Fidel (2002)

This is the most comprehensive and balanced dramatic film about political icon Fidel Castro that exists and it is well worth a look despite its seemingly prohibitive 3 1/2 hour length.

Beginning in the 1950's we see how a young and charismatic lawyer begins a political career. The smooth talking Fidel wins followers against the corrupt, American-backed government of Batista; a country ripe for revolution if ever there was one. In the second third of the film, he is joined by a group of ragtag political discontents and the real revolution begins in the mountains and sweeps across the island.
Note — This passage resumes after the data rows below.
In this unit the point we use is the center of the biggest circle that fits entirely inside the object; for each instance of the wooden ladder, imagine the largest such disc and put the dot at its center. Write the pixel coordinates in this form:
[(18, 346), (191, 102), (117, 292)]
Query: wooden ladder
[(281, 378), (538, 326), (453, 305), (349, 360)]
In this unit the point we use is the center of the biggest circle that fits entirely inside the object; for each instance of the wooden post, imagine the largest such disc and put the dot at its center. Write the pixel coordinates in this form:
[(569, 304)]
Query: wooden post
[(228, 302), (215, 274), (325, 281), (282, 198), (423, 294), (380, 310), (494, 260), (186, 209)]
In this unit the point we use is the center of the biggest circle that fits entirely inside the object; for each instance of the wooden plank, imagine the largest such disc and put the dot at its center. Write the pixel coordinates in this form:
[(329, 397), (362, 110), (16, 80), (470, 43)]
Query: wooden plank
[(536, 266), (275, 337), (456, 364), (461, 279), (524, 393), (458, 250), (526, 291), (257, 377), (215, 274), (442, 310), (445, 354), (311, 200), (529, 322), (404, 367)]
What was most striking for me was watching the beginning of the final chapter of the film as Castro takes the reins of power and really doesn't know what to do. No one has thought of what to do after power is seized and this is really the true weakness of Castro's legacy. Because of a lack of direction, he feels threatened and imprisons anyone who dares question his authority or intentions. Ché Guevara and Raul Castro play prominent roles and we see where they disagreed on policy.

After a shaky introduction, the English speaking Latino actors give you an admirable sense of how life in Cuba was like before, during, and after the revolution. Because the film was made for TV, it surely did not have a suitable budget for such a large scale film, but by focusing on the story rather than offering sweeping battle scenes it doesn't have a cheap feel in the least.

The viewer comes face to face with what Cuba could have been and also a respect for the revolution as it was rather than what it became.

Truth: Absolute power corrupts absolutely. When political ideals are sought with all ones might, many virtues are sacrificed.